As a workaround we created ramdisks on a number of Taito cluster compute nodes, mounted them via iSCSI over the high-speed InfiniBand network to a server and pooled them together to make a sufficiently large filesystem for our needs.
Initially this was considered somewhat of a long shot, but it paid off: The approach clearly outperformed the other experiments and copied the most difficult large directories in hours instead of weeks. Combined with running multiple copies in parallel we were able to achieve well over 20k IOPS.
That is fucking genius! There is no other way to put that. Let this sink in for a second.
They took compute nodes of another cluster, created a bunch of ramdisks, then mounted said disks on the mds using ib_srp and aggregated them into a single volume!
Give the guy who came up with that a fucking medal! I mean seriously, that is some weapons-grade lateral thinking.
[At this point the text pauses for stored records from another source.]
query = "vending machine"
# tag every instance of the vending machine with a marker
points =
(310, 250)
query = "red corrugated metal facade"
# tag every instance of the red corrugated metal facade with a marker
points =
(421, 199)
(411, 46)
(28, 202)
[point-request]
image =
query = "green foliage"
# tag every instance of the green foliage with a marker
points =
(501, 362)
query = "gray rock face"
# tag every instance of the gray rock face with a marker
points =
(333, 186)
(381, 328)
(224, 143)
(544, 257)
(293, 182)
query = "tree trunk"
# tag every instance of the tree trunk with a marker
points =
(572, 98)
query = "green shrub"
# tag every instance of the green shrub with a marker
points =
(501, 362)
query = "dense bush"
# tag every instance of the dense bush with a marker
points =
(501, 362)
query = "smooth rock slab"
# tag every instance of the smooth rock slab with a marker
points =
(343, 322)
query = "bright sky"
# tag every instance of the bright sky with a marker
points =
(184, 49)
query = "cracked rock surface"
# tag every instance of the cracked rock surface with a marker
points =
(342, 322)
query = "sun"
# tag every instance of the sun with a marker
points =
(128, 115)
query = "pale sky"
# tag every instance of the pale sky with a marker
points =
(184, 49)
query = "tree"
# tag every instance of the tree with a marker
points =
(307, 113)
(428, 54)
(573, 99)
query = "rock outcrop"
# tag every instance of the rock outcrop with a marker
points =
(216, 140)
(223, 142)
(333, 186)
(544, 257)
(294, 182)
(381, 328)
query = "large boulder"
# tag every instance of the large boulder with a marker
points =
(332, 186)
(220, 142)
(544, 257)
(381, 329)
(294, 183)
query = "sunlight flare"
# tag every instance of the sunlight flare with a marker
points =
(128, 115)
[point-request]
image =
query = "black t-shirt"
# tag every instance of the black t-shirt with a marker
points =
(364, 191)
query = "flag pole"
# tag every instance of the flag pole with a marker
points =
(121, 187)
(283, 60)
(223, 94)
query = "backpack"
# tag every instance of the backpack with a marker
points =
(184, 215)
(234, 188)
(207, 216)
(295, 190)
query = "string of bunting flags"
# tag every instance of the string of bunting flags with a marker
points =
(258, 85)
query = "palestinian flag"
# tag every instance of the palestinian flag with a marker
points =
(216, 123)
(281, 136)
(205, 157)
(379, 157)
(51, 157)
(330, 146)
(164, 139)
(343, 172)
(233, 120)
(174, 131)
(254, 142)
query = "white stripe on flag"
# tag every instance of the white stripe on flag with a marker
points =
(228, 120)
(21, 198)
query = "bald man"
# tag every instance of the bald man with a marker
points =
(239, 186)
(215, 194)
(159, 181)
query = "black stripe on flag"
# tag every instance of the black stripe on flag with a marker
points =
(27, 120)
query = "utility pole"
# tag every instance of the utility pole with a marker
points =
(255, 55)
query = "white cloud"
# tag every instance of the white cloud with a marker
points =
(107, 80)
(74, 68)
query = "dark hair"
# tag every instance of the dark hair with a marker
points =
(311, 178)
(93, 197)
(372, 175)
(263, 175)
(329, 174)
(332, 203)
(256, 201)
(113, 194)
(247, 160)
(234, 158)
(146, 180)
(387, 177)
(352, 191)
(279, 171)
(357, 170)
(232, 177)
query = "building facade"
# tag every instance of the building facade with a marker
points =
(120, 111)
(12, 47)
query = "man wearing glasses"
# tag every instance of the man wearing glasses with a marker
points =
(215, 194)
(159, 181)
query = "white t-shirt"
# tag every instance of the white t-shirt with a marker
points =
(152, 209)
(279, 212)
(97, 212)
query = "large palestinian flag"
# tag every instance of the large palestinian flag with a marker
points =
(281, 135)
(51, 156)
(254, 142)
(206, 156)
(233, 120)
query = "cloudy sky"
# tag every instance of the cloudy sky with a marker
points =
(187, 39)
I think I might play around with our lustre testbed to try and implement a mdt snapshotting scheme via LVM. If I could snapshot the mdt, perform a file-level backup of the snapshotted target, and then destroy the snapshot, I'd be left with a map of the data on the file system, for DR that's managable in size.
Aside from the downtime, this story has a happy ending. To my production-focused mind, the length of the downtime was unacceptable. The problem is with systems of this scale, it can't really be avoided (unless they had the DR mdt backup waiting in the wings).
Impressive, though, nonetheless.